NTSK vs NVDA
Valuation
Profitability
Growth
Financial Health
Dividends
AI Verdict
NTSK exhibits severe financial fragility, highlighted by a weak Piotroski F-Score of 2/9 and a deeply negative profit margin of -95.82%. While revenue growth remains strong at 32.20% and analysts maintain a 'strong_buy' rating, the market has reacted negatively with a 57% price decline over the last year. The valuation is extreme, with a Forward P/E of 1750.45, and insider sentiment is heavily bearish as the CEO and CFO have liquidated significant positions. The disconnect between analyst targets ($18.11) and the deterministic health metrics suggests a high-risk speculative profile.
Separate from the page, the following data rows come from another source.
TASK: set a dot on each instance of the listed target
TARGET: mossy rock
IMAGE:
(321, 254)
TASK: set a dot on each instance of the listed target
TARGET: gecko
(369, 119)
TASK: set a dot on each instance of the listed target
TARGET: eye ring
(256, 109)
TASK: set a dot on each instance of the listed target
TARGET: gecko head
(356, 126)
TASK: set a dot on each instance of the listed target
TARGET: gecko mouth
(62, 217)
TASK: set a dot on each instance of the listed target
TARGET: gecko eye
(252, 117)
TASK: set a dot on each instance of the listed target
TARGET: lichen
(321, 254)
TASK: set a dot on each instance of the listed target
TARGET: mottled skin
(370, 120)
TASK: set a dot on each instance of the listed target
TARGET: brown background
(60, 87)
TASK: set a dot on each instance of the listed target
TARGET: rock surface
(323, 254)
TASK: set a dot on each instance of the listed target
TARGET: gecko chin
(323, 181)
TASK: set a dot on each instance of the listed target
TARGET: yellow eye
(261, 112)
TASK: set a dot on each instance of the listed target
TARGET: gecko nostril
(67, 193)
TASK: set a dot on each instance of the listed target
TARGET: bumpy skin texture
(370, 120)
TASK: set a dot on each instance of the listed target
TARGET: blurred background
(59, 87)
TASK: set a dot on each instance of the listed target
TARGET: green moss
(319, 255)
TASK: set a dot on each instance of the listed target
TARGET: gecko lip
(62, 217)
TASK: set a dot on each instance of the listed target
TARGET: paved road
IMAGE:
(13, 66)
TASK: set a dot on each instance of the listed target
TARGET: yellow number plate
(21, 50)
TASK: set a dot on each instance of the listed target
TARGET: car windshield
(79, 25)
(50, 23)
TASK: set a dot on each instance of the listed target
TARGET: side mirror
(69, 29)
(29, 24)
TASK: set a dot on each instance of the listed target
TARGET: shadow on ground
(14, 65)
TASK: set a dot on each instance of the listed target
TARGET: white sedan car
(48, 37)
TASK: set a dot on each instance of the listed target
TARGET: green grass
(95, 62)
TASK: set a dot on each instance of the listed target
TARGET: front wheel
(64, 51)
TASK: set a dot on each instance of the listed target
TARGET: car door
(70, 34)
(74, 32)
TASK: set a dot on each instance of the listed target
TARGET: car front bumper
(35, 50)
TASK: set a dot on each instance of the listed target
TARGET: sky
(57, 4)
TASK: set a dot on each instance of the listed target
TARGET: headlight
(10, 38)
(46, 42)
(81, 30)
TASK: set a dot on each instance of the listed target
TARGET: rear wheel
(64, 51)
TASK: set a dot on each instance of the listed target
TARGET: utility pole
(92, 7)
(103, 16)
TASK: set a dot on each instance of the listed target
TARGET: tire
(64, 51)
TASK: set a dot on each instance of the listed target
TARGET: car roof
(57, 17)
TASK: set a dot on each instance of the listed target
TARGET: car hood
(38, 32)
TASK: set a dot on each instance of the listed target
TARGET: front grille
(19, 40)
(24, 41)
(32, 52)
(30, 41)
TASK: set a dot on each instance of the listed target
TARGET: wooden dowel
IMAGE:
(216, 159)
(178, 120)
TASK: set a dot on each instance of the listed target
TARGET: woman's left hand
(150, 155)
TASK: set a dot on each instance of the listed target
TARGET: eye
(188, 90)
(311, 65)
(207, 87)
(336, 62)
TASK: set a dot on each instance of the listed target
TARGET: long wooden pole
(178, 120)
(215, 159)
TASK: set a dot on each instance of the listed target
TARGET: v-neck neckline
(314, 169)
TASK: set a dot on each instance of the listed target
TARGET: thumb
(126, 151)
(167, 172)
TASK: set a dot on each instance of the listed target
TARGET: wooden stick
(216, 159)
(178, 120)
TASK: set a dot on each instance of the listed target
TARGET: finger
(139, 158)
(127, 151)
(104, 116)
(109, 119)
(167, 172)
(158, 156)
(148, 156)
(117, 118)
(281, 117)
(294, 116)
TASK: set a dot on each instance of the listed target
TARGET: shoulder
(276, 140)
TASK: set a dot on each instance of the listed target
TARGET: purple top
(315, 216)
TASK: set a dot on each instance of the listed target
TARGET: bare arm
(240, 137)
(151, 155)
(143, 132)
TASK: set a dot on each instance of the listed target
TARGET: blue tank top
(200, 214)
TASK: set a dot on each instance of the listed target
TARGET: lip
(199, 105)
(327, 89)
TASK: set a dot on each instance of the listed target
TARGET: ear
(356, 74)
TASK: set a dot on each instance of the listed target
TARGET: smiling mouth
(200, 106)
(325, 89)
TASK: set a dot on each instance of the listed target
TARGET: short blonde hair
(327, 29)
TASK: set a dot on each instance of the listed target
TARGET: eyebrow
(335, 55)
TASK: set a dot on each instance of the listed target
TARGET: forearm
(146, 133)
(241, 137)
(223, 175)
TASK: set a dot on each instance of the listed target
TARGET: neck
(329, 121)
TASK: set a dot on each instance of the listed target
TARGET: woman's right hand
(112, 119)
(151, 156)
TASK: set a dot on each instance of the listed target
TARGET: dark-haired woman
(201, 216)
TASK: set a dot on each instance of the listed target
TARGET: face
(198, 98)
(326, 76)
NVDA exhibits strong financial health with a Piotroski F-Score of 7/9, indicating robust operational efficiency and solvency. While the current price of $182.08 is significantly above the Graham Number ($26.71) and the growth-based intrinsic value ($144.55), the stock is fundamentally undervalued relative to its growth, as evidenced by a PEG ratio of 0.72 and a highly attractive Forward P/E of 16.38. The company's elite profitability margins (55.6% profit margin) and minimal debt (0.07 D/E) provide a massive cushion for volatility. Despite bearish insider sentiment and short-term technical weakness, the long-term growth trajectory remains exceptionally strong.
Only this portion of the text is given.